A-t-il compris la nature avec la sincérité de Daubigny, la grandeur de Millet, le factice de Corot, la vigeur de Courbet ? pas davantage. Pour lui, la nature n’a jamais connu le linceul des neiges et le voile brumeux des pluies ! La nature, telle qu’il l’a rendue, c’est un plutage de poudre d’or au travers d’une dentelle verte de feuillées, c’est une envolée de lumière sur les velours des mousses. Ni la sérénité des soirs d’août, ni les levers pluvieux de novembre, ni le trouble des bois, la nuit, ni l’alerte du réveil le matin, ni la désolation de l’hiver, ne l’ont tenté. A-t-il, dans cette forêt de Fontainebleau où il fit tant d’études, su dégager l’éloquente grandeur des rocs et des chênes ? Je ne le crois pas. Pour lui, la nature est une éternelle fête, une kermesse de soleil, une liesse de beaux jours !
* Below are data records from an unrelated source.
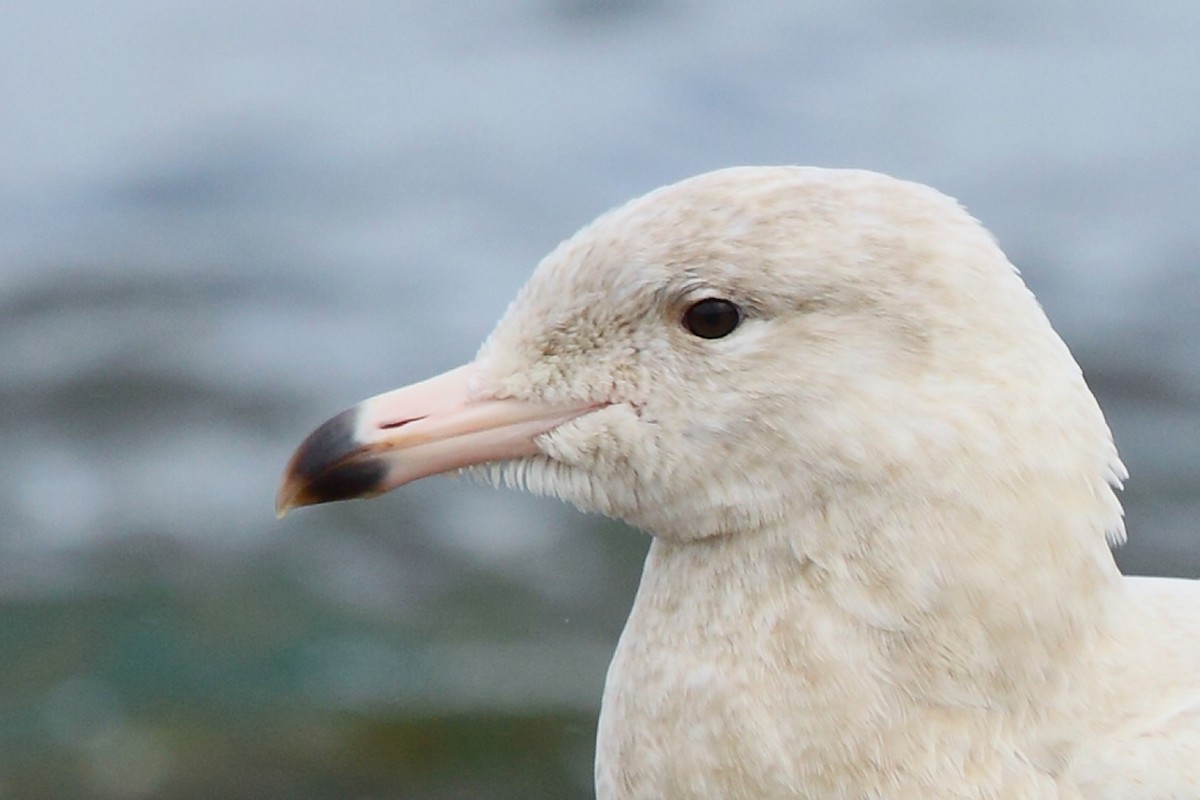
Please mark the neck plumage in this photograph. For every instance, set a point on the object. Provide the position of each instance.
(823, 637)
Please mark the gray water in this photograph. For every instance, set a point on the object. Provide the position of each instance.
(221, 222)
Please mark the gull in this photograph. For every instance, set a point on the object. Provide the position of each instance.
(881, 495)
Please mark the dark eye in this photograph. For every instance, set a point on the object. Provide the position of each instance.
(712, 318)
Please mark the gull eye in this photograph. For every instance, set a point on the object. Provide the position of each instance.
(712, 318)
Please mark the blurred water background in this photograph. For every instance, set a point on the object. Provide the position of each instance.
(222, 221)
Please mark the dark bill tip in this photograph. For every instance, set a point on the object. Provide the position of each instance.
(323, 468)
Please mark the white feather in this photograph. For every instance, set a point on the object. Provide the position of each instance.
(881, 506)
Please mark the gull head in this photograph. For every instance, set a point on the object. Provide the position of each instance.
(747, 347)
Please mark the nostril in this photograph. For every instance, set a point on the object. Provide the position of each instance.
(400, 423)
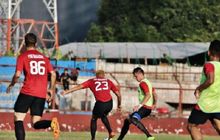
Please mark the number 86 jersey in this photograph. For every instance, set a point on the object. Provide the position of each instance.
(35, 67)
(101, 88)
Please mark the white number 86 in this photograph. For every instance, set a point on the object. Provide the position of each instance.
(37, 67)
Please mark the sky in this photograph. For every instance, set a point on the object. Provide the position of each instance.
(74, 16)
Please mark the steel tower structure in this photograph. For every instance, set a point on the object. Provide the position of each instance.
(13, 28)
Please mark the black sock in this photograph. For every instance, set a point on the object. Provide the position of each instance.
(93, 127)
(42, 124)
(124, 129)
(106, 123)
(139, 125)
(19, 130)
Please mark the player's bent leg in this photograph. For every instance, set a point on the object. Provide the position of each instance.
(93, 126)
(55, 127)
(216, 125)
(135, 119)
(194, 131)
(107, 125)
(19, 127)
(37, 123)
(124, 129)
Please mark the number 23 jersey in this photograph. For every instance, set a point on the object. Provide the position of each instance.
(101, 88)
(35, 67)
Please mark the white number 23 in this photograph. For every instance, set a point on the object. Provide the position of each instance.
(99, 87)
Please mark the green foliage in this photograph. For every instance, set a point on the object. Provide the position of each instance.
(156, 21)
(57, 54)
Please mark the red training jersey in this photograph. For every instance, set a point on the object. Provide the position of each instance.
(35, 67)
(101, 88)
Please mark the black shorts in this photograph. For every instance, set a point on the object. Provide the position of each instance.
(102, 108)
(141, 113)
(24, 102)
(200, 117)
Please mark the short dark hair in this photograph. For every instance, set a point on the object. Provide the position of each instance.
(214, 48)
(138, 70)
(30, 39)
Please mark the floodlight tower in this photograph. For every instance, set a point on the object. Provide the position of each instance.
(13, 28)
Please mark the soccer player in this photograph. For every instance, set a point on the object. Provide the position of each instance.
(100, 86)
(147, 102)
(207, 95)
(35, 67)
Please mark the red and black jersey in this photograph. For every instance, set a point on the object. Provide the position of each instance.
(35, 67)
(101, 88)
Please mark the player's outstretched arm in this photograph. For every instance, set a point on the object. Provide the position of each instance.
(209, 81)
(51, 90)
(13, 81)
(118, 94)
(78, 87)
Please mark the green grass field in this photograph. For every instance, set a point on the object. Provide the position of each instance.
(6, 135)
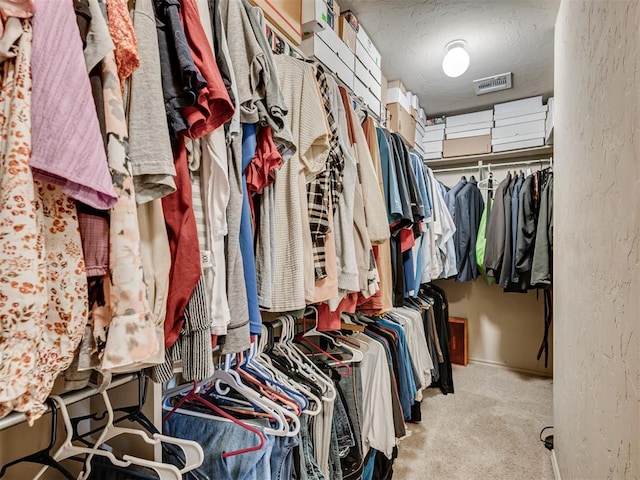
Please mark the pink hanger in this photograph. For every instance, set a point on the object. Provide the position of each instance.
(192, 395)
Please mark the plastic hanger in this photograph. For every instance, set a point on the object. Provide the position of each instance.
(263, 359)
(43, 456)
(193, 453)
(67, 450)
(306, 367)
(192, 395)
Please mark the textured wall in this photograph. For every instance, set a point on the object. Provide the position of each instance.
(501, 35)
(504, 328)
(597, 238)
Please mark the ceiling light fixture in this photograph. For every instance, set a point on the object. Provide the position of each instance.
(456, 61)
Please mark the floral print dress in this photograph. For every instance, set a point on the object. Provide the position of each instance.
(43, 287)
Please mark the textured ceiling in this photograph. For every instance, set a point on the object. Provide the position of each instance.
(502, 36)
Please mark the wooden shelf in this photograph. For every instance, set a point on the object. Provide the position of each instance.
(536, 153)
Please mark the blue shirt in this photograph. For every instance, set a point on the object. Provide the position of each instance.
(389, 179)
(249, 145)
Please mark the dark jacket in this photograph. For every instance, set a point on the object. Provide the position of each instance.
(468, 209)
(542, 265)
(526, 227)
(496, 229)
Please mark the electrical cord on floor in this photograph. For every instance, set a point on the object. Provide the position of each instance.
(548, 440)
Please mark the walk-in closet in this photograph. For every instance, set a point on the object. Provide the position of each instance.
(319, 240)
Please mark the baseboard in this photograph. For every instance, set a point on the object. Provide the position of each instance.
(509, 367)
(554, 464)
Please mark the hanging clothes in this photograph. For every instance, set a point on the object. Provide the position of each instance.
(542, 262)
(468, 212)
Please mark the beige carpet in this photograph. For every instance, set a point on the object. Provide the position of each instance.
(487, 430)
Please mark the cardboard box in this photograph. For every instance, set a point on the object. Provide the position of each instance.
(401, 122)
(470, 118)
(461, 147)
(284, 15)
(459, 341)
(347, 33)
(506, 147)
(539, 126)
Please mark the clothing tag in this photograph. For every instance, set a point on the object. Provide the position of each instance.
(206, 258)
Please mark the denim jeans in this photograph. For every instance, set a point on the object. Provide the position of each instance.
(217, 437)
(350, 387)
(309, 469)
(335, 467)
(342, 425)
(282, 457)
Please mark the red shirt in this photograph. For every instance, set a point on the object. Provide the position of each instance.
(214, 107)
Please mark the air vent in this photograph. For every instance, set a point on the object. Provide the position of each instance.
(492, 84)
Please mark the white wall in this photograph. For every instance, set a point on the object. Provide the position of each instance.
(504, 328)
(597, 240)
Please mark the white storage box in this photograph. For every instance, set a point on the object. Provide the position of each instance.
(369, 64)
(519, 113)
(464, 128)
(433, 135)
(335, 43)
(365, 76)
(432, 155)
(549, 125)
(520, 129)
(505, 147)
(470, 118)
(315, 15)
(532, 117)
(515, 138)
(314, 46)
(432, 146)
(469, 133)
(366, 45)
(523, 105)
(396, 95)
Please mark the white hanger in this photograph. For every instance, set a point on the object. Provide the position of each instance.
(308, 368)
(356, 355)
(67, 449)
(193, 453)
(265, 362)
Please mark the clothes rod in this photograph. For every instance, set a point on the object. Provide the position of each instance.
(16, 418)
(494, 165)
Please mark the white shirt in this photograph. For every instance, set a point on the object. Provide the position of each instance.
(377, 420)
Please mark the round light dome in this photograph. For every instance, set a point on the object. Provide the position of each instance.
(456, 61)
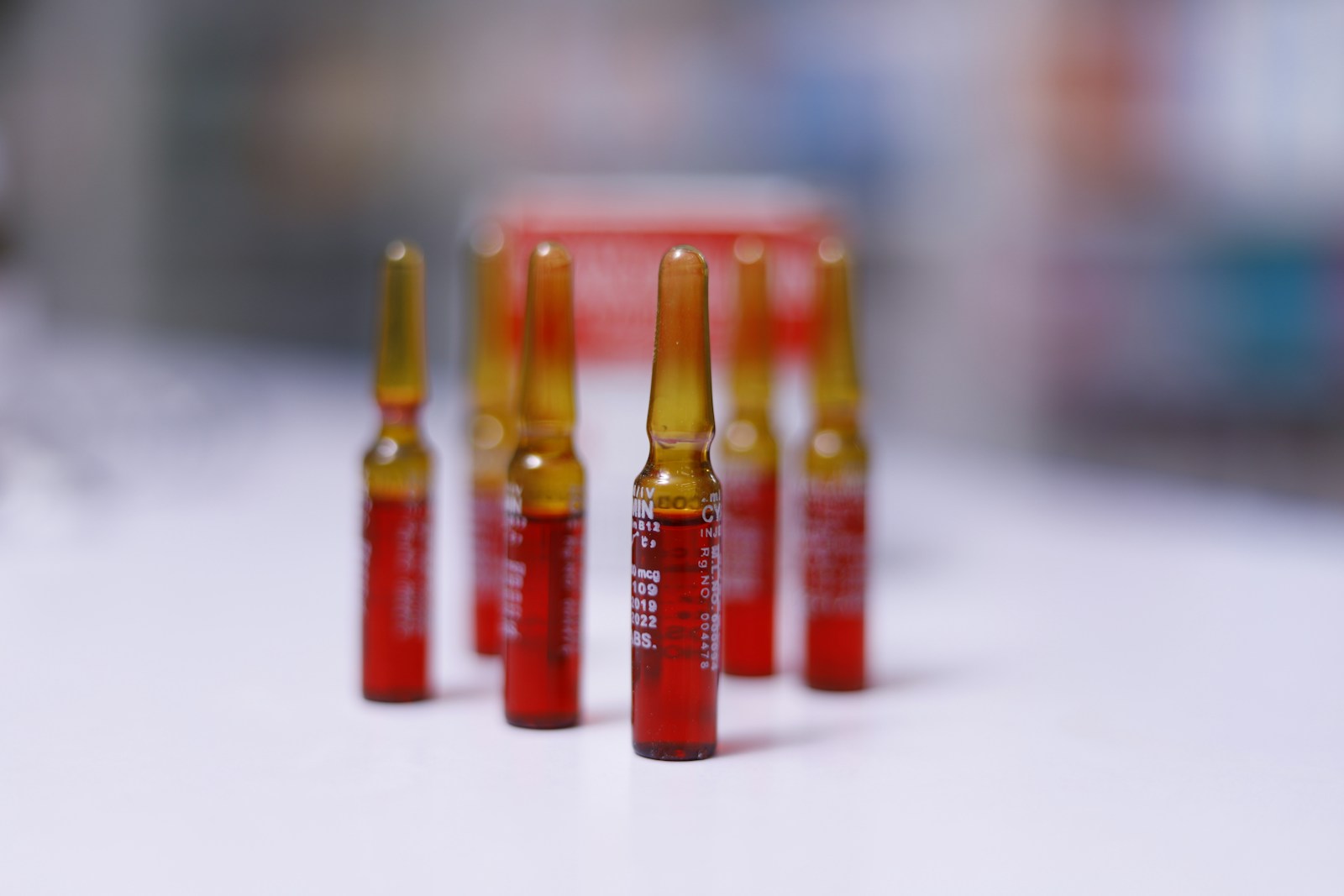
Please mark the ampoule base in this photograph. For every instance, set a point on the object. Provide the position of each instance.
(833, 685)
(675, 752)
(396, 696)
(542, 723)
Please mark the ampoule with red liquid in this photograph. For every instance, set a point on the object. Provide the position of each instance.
(837, 465)
(543, 570)
(676, 532)
(492, 432)
(749, 468)
(396, 479)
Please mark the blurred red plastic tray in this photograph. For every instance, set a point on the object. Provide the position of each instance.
(618, 228)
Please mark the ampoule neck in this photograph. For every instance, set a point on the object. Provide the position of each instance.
(400, 417)
(549, 439)
(691, 449)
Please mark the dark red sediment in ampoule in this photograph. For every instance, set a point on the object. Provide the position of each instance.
(543, 570)
(833, 582)
(396, 476)
(492, 432)
(749, 469)
(396, 600)
(676, 633)
(487, 566)
(541, 611)
(750, 508)
(676, 602)
(835, 553)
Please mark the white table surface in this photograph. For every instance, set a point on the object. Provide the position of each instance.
(1084, 681)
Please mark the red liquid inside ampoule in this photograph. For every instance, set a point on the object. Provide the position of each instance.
(835, 570)
(488, 564)
(675, 622)
(541, 611)
(749, 537)
(396, 600)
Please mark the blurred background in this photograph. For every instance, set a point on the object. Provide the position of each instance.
(1101, 286)
(1101, 228)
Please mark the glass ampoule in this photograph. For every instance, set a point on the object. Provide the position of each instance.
(837, 473)
(494, 432)
(543, 570)
(396, 479)
(749, 468)
(676, 532)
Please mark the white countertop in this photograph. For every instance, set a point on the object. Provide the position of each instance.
(1084, 681)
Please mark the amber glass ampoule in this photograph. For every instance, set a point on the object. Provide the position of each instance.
(675, 532)
(543, 571)
(749, 468)
(494, 432)
(396, 477)
(835, 555)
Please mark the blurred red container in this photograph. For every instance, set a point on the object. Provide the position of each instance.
(617, 230)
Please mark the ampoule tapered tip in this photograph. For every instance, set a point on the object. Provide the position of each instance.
(832, 251)
(683, 261)
(550, 255)
(749, 250)
(403, 254)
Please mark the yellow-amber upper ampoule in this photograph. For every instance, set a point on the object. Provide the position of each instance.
(543, 571)
(835, 553)
(675, 531)
(749, 468)
(492, 429)
(396, 479)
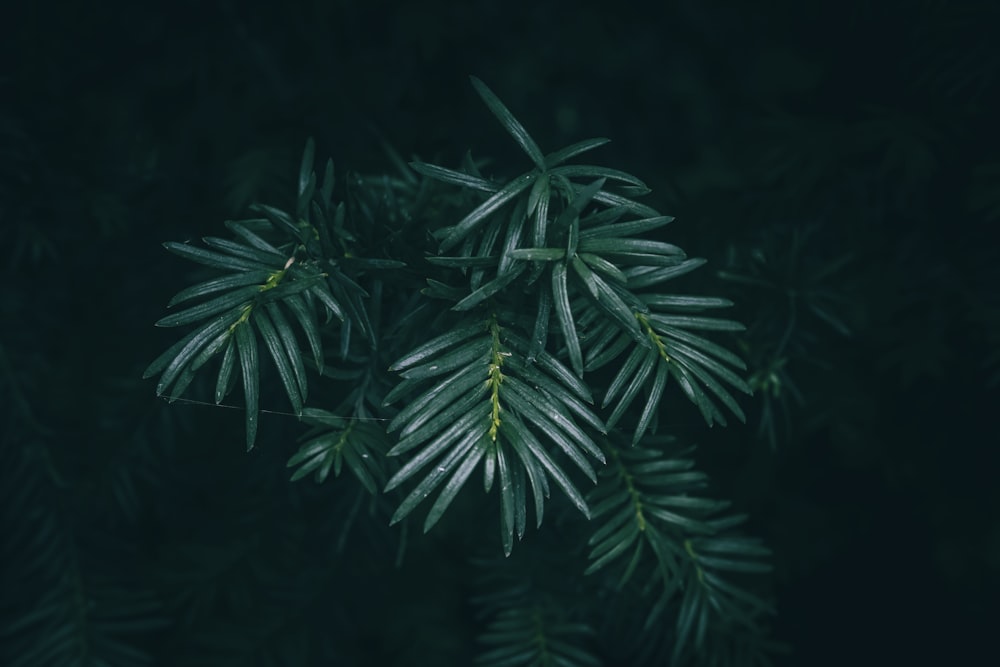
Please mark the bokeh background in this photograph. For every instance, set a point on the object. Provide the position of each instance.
(838, 164)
Avouer que je préfère Rousseau et Millet ? Certes, Diaz n’a jamais atteint la grandeur du grand rustique, et encore qu’il ait parfois essayé d’empourprer de franges rouges les plis mouvants de ses nuages, jamais, lui, dont la palette rutilait pourtant, n’a su rendre l’admirable opulence et la mélancolique splendeur des grands ciels de Rousseau !

Et pourtant, quoi qu’il en soit, ce fanatique de la couleur est, malgré son dessin trop souvent lâché, malgré ses papillottages de tons, malgré toutes ses défaillances enfin ! un artiste d’une réelle valeur. Comment méconnaître, en effect, les charmes de ce peintre, qui, ainsi que l’a fait justement observer Théophile Silvestre, a le mérite d’avoir conservé entre Delacroix et Descamps (et j’ajouterais : malgré la hantise de ses autres maîtres), la force et l’originalité ; comment ne pas se laisser prendre à la pipée de ses éblouissements, à ce magisme du feu d’artifice qu’il tire dans chacune de ses toiles ?

Cet enfant gâté de la couleur, ce peintre de joies, n’exposait plus depuis longtemps déjà ; le paysagiste avait cédé aux exigences des amateurs qui s’arrachaient à prix d’or ses houris et ses nymphes. Mais à quoi bon rappeler les pochades médiocres qu’il a commises ? Sa réputation qui commença au salon de 1844, par une descente de Bohémiens, bonne toile picaresque, avait grandi et lui valait de pouvoir faire couvrir d’or ses moindres ébauches. Les oeuvres qu’il a laissés sont innombrables, mous ne pouvons songer à les passer en revue, les pages du journal n’y suffiraient point; citons seulement entre toutes : le Jardin des amours, l’Orientale, l’Abandon, un paysage exposé en 1846 et qui appartient, je crois, à M. Meissonnier, un Souvenir de Fontainebleau, les Délaissées, la fin d’un beau jour et le Plateau de la mare.